GaussianMixtureModel

lumicks.pylake.GaussianMixtureModel

class GaussianMixtureModel(data, n_states, init_method, n_init, tol, max_iter)

A wrapper around sklearn.mixture.GaussianMixture.

This model accepts a 1D array as training data. The state parameters are sorted according to state mean in order to facilitate comparison of models with different number of states or trained on different datasets. As the current implementation is designed to specifically handle 1D data, model parameters are also returned as 1D arrays (numpy.squeeze() is applied to the results) so that users do not have to be concerned with the shape of the output results.

Warning

This is early access alpha functionality. While usable, this has not yet been tested in a large number of different scenarios. The API can still be subject to change without any prior deprecation notice! If you use this functionality keep a close eye on the changelog for any changes that may affect your analysis.

Parameters
  • data (numpy.ndarray) – Data array used for model training.
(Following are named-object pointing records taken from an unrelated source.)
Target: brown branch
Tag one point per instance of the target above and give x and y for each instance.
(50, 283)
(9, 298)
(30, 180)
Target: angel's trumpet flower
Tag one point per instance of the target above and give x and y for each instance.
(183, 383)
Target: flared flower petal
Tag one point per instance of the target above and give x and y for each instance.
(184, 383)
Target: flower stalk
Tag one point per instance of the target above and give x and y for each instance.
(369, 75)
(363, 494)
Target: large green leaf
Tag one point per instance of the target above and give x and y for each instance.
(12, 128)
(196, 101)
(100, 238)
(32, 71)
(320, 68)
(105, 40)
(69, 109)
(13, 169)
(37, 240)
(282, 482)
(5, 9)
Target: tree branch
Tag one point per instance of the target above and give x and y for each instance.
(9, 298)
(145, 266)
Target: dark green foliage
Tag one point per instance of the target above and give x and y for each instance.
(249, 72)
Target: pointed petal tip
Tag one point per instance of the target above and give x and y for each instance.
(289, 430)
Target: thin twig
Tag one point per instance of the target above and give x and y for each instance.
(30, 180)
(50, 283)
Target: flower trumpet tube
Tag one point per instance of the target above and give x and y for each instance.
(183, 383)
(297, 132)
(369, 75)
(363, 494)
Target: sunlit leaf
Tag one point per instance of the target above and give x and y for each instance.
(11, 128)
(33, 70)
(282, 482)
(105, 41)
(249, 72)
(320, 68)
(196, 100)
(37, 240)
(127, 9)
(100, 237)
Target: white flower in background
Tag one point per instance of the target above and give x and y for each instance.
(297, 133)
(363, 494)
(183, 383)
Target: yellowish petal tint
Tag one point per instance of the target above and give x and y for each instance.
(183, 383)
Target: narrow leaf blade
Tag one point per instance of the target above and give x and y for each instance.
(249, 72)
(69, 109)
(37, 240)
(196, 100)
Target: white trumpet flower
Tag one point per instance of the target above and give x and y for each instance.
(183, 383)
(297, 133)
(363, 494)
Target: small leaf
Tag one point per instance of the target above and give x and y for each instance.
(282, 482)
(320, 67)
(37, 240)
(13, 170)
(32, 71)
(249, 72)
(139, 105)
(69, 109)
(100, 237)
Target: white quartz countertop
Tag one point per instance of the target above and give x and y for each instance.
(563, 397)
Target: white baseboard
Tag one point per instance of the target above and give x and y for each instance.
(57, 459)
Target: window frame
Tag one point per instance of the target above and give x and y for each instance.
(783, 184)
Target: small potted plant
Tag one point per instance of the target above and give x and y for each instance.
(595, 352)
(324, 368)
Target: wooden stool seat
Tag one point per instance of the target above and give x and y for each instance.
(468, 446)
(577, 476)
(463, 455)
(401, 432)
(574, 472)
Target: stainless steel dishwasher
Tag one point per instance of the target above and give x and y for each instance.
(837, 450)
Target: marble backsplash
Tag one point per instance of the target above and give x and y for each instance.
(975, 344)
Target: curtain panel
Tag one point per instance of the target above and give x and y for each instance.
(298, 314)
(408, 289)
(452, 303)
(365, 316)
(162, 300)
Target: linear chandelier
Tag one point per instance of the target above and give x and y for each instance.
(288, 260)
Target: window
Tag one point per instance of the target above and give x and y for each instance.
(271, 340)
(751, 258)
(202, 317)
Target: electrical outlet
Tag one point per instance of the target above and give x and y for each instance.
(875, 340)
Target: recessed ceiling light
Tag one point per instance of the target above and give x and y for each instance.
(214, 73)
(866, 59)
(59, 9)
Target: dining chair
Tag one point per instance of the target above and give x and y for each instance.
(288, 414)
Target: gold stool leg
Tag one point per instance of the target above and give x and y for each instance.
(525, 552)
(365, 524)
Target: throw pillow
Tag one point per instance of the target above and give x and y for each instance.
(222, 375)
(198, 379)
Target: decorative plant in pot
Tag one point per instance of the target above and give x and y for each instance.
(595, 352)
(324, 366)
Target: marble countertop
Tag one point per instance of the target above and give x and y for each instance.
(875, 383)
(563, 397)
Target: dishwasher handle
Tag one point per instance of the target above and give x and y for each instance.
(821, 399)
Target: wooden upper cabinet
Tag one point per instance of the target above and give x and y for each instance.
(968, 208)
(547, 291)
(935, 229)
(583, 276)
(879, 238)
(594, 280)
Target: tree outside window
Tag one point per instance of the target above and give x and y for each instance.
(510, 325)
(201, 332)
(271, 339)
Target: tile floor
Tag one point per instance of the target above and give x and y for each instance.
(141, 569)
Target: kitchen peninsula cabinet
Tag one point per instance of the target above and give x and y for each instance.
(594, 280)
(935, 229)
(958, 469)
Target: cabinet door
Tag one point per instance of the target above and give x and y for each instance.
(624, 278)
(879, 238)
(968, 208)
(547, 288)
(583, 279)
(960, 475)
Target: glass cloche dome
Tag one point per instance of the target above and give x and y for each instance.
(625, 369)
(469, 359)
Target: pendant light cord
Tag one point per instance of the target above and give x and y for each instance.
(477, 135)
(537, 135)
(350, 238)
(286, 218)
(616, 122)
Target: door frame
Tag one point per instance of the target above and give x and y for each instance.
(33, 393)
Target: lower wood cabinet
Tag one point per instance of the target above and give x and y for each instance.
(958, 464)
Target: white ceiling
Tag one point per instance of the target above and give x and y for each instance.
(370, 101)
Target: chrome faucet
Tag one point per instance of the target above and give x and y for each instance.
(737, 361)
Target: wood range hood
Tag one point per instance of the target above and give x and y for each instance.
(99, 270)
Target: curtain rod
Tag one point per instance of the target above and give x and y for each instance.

  • n_states (int) – The number of Gaussian components in the model.

  • init_method ({'kmeans', 'random'}) –

    • “kmeans” : parameters are initialized via k-means algorithm

    • ”random” : parameters are initialized randomly

  • n_init (int) – The number of initializations to perform.

  • tol (float) – The tolerance for training convergence.

  • max_iter (int) – The maximum number of iterations to perform.

extract_dwell_times(trace, *, exclude_ambiguous_dwells=True)

Calculate lists of dwelltimes for each state in a time-ordered statepath array.

Parameters
  • trace (Slice) – Channel data to be analyzed.

  • exclude_ambiguous_dwells (bool) – Determines whether to exclude dwelltimes which are not exactly determined. If True, the first and last dwells are not used in the analysis, since the exact start/stop times of these events are not definitively known.

Returns

Dictionary of all dwell times (in seconds) for each state. Keys are state labels.

Return type

dict

classmethod from_channel(slc, n_states, init_method='kmeans', n_init=1, tol=0.001, max_iter=100)

Initialize a model from channel data.

Parameters
  • slc (Slice) – Channel data used for model training.

  • n_states (int) – The number of Gaussian components in the model.

  • init_method ({'kmeans', 'random'}) –

    • “kmeans” : parameters are initialized via k-means algorithm

    • ”random” : parameters are initialized randomly

  • n_init (int) – The number of initializations to perform.

  • tol (float) – The tolerance for training convergence.

  • max_iter (int) – The maximum number of iterations to perform.

hist(trace, n_bins=100, plot_kwargs=None, hist_kwargs=None)

Plot a histogram of the data overlaid with the model PDF.

Parameters
  • trace (Slice) – Data object to histogram.

  • n_bins (int) – Number of histogram bins.

  • plot_kwargs (Optional[dict]) – Plotting keyword arguments passed to the PDF line plot.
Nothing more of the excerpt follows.